Writing procedures
Ross Woods Rev. Feb 10
Procedures are mainly sets of steps on how to do something. They can be quite simple, such as a staff meeting topic that is reviewed regularly, instructions for a particular task (e.g. how to use a machine), or instructions written at the top of a form to be filled in. In other cases, they can be quite somplex, such as the use of difficult-to-use, dangerous machinery, or tasks that are high risk.
Procedures are a little different from policies, which tend to be general principles to guide decisions. Do procedures need to be separate from policies? It depends ...
- In a very small organization, policies are often very procedural and implementational. Consequently, procedures and policies don’t need to be separate.
- In a larger organization, the board or senior executives must approve policies, while procedures need to be easy to change. Consequently, they need to be separate.
Do procedures need to be written down? It depends ...
- They need to be written down if they are subject to audit, or there are legal risks relating to non-compliance. They also need to be written down if tasks are too complex to trust to memory, or your organization is large or multi-site and you need to use them consistently (e.g. for quality assurance).
- Otherwise, they may be only in oral form.
Whether or not they are written down, they need to be part of your general work culture and kept up to date. Having a procedure written down is not much good legally if it is not consistently applied, updated, and taught to new employees. Similarly, an oral procedure that is consistently used, updated, and communicated to staff has a good chance of standing up in court.
What to do
- Check through existing procedures. Are they used? If so, who uses them and for what purpose?
- Find out the form they need to take, e.g. a staff handbook, instructions on a set of forms, an induction handbook, a WHS guide, a website, a software design.

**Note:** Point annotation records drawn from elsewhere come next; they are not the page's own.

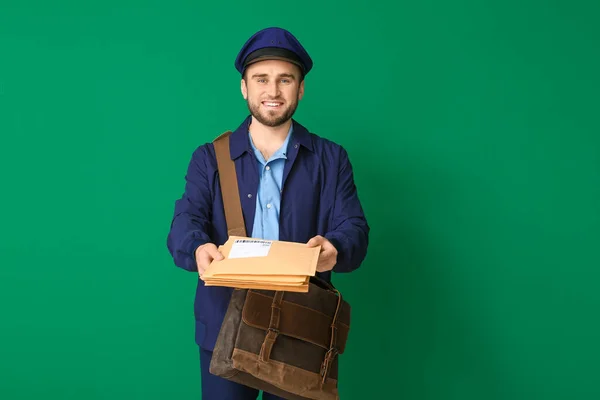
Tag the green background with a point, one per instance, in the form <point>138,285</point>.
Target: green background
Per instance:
<point>473,128</point>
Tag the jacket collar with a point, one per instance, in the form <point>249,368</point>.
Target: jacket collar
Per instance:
<point>239,142</point>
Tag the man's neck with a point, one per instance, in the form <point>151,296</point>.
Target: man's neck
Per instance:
<point>268,138</point>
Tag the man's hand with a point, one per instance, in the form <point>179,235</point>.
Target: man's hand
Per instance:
<point>205,254</point>
<point>328,255</point>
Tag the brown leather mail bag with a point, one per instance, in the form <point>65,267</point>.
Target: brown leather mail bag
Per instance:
<point>284,343</point>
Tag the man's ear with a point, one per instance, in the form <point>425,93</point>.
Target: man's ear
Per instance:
<point>244,89</point>
<point>301,90</point>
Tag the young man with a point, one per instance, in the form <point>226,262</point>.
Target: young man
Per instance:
<point>294,186</point>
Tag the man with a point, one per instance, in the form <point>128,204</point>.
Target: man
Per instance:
<point>294,186</point>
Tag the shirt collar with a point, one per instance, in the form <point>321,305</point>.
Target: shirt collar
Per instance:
<point>240,141</point>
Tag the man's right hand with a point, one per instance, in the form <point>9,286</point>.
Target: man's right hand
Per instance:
<point>205,254</point>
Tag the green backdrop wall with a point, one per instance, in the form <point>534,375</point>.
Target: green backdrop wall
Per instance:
<point>473,130</point>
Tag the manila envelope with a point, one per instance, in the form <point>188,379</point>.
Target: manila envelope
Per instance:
<point>271,260</point>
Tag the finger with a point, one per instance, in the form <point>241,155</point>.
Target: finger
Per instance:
<point>203,262</point>
<point>214,253</point>
<point>317,240</point>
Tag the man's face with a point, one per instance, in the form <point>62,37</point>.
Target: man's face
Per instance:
<point>272,89</point>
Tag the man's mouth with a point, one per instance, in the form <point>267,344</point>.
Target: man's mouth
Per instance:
<point>272,104</point>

- Go through staff meeting minutes and make a list of decisions on procedures. (Look also for assumed procedures.) You will probably find that decisions were made in different ways from time to time, and might be quite inconsistent.
- Ask people how the do routine tasks. Keep notes and compare what different people say.
- Write the draft procedures, using simple, user-friendly language so that your procedures are suitable for helping new staff learn a job. Diagrams can be be better than words at explaining very simply.
- Get the decision-maker (e.g. supervisor) to approve the procedure.
- See how they go in practice and improve them where necessary.
Example
Here's a simple example of a procedure for filling in a form: 1. Read form. 2. Fill in form 3. Check form 4. Hand form in.
Sometimes the procedure asks you for a decision so you can follow a particular set of steps:
- Read form
- Fill in form
- Do I need to include any other papers?
- No, I don't need to include any other papers
- Yes, I do need to include other papers
- Find out exactly what they want
- Get other papers and include them
- Check form (and other papers if needed)
- Hand in form (with other papers if needed)
Of course, your procedures will be a little more complicated than this. When you have lots of questions for people to choose between different paths of action, it's called a flow chart.